Data Source and Initial Analyzing Processing
Our dataset, available here, lays the foundation for our exploration. Before delving into the details, it's essential to preprocess the data for a clearer understanding. As can be seen from the figure below, there are 21 columns and existing NaN values that needs to be handle. The strategies will be varied depends on each column and its relationships with others. For instance, the 'dependents' column can be filled with the average except for clients below the age of 12 where it is nearly impossible to have any dependent at that ages.
At this point, some of you might have noticed that I mentioned clients below the age of 12. According to the law, it is possible to have clients under the age of 12 if they have a parent or a guardian to represent them with legal papers. From the Kaggle source, we are not blessed with any further information so I am making an assumption this is the case. However, we will look further to make sure these children accounts are not suspicious.

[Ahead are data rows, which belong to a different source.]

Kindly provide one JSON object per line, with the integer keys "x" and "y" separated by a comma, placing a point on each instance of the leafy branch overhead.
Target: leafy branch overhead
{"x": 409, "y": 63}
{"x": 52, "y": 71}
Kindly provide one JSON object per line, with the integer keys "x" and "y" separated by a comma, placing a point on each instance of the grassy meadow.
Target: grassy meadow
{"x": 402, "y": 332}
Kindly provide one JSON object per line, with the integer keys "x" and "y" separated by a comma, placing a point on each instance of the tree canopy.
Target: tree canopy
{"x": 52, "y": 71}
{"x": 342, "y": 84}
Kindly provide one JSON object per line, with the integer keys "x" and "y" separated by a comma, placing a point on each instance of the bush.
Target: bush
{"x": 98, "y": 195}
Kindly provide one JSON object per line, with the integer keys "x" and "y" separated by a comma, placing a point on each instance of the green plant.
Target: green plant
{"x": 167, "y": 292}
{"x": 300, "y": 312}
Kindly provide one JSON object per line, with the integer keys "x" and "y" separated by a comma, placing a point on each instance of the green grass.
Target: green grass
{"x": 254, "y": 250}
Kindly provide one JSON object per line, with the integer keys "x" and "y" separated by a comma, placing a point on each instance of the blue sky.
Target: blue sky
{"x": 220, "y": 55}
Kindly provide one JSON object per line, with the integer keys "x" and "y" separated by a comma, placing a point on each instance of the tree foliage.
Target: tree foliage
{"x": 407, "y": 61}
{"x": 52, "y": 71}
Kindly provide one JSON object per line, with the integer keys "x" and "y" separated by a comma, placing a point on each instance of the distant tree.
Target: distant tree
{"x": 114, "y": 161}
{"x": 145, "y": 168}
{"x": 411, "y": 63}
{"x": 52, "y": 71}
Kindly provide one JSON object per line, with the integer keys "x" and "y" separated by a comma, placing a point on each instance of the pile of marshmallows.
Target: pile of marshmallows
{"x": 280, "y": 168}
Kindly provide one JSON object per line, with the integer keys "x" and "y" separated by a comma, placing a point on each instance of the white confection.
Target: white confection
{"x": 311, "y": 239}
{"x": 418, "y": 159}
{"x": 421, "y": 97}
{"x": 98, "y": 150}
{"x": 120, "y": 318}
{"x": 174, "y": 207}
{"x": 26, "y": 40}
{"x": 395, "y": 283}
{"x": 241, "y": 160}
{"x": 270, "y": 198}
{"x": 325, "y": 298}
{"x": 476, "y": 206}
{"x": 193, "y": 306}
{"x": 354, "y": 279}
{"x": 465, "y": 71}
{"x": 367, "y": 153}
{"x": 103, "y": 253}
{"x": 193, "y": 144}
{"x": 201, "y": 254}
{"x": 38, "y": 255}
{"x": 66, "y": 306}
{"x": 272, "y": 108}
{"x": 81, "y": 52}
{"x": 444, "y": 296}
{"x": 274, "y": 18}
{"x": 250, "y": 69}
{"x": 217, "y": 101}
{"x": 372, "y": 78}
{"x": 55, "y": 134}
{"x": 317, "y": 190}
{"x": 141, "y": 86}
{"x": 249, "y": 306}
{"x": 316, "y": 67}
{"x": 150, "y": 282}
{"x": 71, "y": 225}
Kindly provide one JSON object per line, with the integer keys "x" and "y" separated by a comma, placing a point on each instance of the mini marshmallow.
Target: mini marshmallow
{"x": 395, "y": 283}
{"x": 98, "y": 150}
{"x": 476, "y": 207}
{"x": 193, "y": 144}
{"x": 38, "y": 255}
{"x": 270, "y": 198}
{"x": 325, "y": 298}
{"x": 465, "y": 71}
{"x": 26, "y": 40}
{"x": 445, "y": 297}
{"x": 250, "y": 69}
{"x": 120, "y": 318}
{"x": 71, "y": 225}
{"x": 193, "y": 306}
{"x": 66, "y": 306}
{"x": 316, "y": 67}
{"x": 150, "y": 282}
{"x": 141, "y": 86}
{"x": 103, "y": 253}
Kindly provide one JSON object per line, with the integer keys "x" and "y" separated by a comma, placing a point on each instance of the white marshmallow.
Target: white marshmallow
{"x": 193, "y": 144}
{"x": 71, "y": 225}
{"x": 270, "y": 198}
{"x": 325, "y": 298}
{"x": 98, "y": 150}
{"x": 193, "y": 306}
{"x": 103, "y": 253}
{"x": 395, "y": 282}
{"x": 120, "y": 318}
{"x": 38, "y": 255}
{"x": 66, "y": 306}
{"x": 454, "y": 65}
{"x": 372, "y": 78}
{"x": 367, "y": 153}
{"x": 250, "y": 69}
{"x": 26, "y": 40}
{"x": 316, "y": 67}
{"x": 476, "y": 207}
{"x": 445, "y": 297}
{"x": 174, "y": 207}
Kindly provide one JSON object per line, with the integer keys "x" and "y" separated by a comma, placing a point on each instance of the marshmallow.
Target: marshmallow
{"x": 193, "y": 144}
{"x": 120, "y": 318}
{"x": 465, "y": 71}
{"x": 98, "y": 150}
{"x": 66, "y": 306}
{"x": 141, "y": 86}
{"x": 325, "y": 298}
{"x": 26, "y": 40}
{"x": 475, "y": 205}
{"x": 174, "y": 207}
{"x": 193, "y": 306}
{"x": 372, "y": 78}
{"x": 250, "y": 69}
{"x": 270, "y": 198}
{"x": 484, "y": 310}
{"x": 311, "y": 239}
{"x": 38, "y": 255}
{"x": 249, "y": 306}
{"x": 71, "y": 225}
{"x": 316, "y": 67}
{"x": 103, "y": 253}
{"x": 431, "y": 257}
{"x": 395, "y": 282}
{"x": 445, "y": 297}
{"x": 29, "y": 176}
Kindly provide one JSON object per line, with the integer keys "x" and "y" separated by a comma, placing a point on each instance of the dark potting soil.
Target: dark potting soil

In total, we have 28,382 accounts at this bank with 21 columns, including customer_id. Some key transformations I performed including the conversion of 'branch code' and 'customer_networth_category' to categorical variables, the encoding of 'gender' and 'occupation,' and converting 'city' to a category in order to meet input type requirement of further machine learning models, which you can read in a few days after this article.
Demographic Overview
The demographic landscape unfolds with a nuanced exploration of age distribution. The dataset mirrors a normal curve, with a mean age of 48, which is roughly the same average age of Canadian standing at 41. Interestingly, as mentioned above, the presence of clients aged 1 to 12 raises intriguing questions. While it's plausible for parents to open accounts for their children, considering the financial literacy levels of Canadians, further scrutiny is warranted. The standard deviation range, spanning 30.4 to 66.02 years, positions the majority of clients in a mature age group. This demographic characteristic not only hints at a client set that is likely to have dependents but also suggests an ideal market for advanced financial products like investment and insurance.
The examination of the vintage distribution, meaning the length of relationship between clients and our bank, adds another layer to our understanding. With a mean vintage of 2091 days, translating to approximately 5.7 years, we find ourselves at a juncture to draw parallels with US banks' average vintage of 17 years. This prompts two intriguing scenarios: either the bank is relatively new or is grappling with retention challenges. The kurtosis value of 2.93 warns us of potential outliers, urging a closer look into extreme values within the vintage data.
Temporal Patterns Analysis
Our journey through the dataset's temporal dimensions sheds light on intriguing patterns in transaction timestamps. The concentration of transactions in the last 60 days of the extraction year emphasizes the significance of this period. Furthermore, the examination of Day_of_Week patterns reveals a preference for transactions on Tuesdays, aligning with conventional banking activity. In contrast, weekends witness a dip in transaction volume, with Saturday and Sunday emerging as the less favored days for financial interactions.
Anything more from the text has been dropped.